Fatu turned his attention to Dragunov. The Russian threw a frantic, desperate chop. Fatu didn't even flinch. He grabbed Dragunov by the throat and planted him with a modified chokeslam right in the center of the ring.
The referee immediately signaled for the bell, throwing the match out. The crowd booed the lack of a definitive finish loudly. Non-finishes in main events are generally a terrible booking decision, but in this exact situation, the chaos worked.

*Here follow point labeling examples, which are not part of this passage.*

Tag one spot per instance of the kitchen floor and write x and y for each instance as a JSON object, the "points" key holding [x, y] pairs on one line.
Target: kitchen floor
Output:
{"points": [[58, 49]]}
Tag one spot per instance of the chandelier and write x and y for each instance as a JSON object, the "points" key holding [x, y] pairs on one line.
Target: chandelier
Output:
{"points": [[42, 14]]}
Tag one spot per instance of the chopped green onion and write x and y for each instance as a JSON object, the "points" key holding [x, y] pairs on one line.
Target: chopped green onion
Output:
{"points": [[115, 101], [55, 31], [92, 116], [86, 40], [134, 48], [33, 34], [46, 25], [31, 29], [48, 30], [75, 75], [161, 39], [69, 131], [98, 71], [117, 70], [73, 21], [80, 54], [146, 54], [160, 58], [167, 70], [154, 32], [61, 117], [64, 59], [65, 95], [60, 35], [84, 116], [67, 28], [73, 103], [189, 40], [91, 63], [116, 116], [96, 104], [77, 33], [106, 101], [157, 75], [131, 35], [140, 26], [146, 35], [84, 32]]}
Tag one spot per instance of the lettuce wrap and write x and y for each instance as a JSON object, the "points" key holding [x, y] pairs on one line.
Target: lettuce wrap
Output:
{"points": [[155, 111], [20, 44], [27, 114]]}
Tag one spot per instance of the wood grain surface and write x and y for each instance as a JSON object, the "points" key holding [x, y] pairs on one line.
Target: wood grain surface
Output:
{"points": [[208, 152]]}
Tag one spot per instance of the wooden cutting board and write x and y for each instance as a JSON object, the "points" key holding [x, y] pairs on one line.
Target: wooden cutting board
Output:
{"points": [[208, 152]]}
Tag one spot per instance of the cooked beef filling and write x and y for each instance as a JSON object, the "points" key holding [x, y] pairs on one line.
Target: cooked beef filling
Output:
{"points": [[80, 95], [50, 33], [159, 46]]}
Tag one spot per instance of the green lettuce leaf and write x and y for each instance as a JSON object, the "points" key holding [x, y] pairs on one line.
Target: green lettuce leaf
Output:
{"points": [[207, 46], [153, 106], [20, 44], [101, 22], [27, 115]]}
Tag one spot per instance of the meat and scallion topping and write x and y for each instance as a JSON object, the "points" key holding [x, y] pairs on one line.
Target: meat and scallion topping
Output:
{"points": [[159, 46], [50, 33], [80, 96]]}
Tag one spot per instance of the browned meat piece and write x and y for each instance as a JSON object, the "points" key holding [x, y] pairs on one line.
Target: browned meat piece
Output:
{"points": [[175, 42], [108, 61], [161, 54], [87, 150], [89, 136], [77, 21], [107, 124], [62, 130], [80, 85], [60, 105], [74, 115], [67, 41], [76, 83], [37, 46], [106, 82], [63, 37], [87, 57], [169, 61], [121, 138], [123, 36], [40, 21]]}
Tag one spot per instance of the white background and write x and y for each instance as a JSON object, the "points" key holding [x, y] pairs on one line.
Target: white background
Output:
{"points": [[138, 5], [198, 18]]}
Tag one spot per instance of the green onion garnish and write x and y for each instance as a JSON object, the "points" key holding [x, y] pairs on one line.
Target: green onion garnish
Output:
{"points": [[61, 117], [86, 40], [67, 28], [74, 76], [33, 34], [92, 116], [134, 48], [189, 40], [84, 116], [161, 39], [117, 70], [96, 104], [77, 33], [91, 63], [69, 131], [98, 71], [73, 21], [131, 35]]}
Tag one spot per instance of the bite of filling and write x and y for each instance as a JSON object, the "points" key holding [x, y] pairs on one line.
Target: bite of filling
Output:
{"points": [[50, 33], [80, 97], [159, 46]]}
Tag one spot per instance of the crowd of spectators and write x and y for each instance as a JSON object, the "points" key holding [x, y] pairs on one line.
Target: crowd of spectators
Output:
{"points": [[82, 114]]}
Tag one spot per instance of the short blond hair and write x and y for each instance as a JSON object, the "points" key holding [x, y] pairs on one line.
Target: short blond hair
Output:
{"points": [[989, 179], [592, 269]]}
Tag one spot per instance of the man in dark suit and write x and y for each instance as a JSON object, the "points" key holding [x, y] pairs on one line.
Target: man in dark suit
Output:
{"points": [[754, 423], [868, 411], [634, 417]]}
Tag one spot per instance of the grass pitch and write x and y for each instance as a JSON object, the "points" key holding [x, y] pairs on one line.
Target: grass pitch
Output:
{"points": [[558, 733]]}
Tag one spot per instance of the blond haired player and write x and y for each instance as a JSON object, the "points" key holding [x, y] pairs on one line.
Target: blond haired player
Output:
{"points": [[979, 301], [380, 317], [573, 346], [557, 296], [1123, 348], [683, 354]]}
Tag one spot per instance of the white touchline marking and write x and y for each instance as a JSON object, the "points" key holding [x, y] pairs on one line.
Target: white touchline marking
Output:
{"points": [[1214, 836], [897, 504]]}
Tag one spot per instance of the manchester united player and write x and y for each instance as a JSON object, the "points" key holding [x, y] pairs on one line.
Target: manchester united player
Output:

It worked because Fatu felt genuinely dangerous. He did not align with any established faction. He simply wrecked two of the most popular, highly protected wrestlers on the active roster and left them in a broken heap.
WWE has a massive creative opportunity sitting right in front of them. The Bloodline saga has dominated the entire company for years. Fatu stepping entirely out of that shadow and operating as a rogue, standalone entity injects desperately needed fresh energy into the upper card.
Monday Night Raw needed a serious jolt. The post-WrestleMania glow was fading fast, threatened by the usual spring lull. By booking Fatu as an emotionless, silent killer who targets main eventers at random, they have introduced a new, unpredictable variable into the equation. We do not know what his motivations are. We do not know who he answers to, if anyone. We just know he hurts people very badly.
If the creative team can resist the urge to place him in meaningless tag team matches over the next month, Jacob Fatu might just be the most important player on the roster heading into the summer.